Brian Eno's Ambient album from 1982. Standard 1 LP version.. Though not the earliest entry in the genre (which Eno makes no claim to have invented), ‘Ambient 1 (Music For Airports)’ was the first album ever to be explicitly labelled ‘ambient music’. Eno had previously created similarly quiet, unobtrusive music on albums ‘Evening Star’, ‘Discreet Music’, and Harold Budd's ‘The Pavilion of Dreams’ (which he produced), but this was the first album to give it precedence as a cohesive concept. He gave his explanation of and aspirations for ambient music in this short 1978 essay.
Eno conceived the idea for ‘Music For Airports’ while spending several hours waiting at Cologne Bonn Airport, becoming annoyed by the uninspired sound and the atmosphere it created.
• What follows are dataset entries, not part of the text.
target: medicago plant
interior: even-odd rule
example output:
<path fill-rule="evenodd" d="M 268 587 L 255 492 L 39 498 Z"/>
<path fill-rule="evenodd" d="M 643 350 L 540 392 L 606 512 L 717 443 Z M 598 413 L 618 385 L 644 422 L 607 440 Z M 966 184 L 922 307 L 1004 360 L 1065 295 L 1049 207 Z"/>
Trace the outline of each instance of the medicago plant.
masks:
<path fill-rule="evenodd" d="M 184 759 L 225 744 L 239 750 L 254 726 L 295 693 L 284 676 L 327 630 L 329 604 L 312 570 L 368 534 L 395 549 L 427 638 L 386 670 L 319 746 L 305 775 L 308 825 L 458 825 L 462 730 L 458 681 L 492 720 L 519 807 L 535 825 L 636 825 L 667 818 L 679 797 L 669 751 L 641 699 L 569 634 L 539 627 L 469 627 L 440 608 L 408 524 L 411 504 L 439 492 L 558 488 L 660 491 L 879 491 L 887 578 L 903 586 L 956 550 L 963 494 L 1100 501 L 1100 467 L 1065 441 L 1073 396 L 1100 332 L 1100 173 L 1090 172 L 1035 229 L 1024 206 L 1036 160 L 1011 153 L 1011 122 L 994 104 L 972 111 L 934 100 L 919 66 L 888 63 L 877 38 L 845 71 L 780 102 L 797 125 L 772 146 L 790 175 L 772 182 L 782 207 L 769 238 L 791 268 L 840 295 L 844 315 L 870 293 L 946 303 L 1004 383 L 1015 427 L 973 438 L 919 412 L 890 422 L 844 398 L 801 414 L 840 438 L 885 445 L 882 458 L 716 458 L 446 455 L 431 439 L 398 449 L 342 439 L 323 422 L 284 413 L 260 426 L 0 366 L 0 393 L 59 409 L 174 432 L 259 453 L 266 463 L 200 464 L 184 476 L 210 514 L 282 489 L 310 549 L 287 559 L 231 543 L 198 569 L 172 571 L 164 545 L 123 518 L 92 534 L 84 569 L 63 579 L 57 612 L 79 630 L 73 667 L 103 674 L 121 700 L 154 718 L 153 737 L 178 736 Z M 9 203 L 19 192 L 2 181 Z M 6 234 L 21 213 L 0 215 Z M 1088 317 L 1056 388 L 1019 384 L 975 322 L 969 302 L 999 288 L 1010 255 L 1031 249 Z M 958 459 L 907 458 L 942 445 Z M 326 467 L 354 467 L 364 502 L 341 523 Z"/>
The recording was designed to be continuously looped as a sound installation, with the intent of defusing the tense, anxious atmosphere of an airport terminal, by avoiding the derivative and familiar elements of typical ‘canned music’.
The album features contributions from Robert Wyatt and Rhett Davies. ‘Ambient 1 (Music For Airports)’ was followed by Harold Budd and Brian Eno’s ‘Ambient 2 (The Plateaux of Mirror)’ and ‘Ambient 3 (Day Of Radiance)’ by Laraaji, which was also produced by Eno.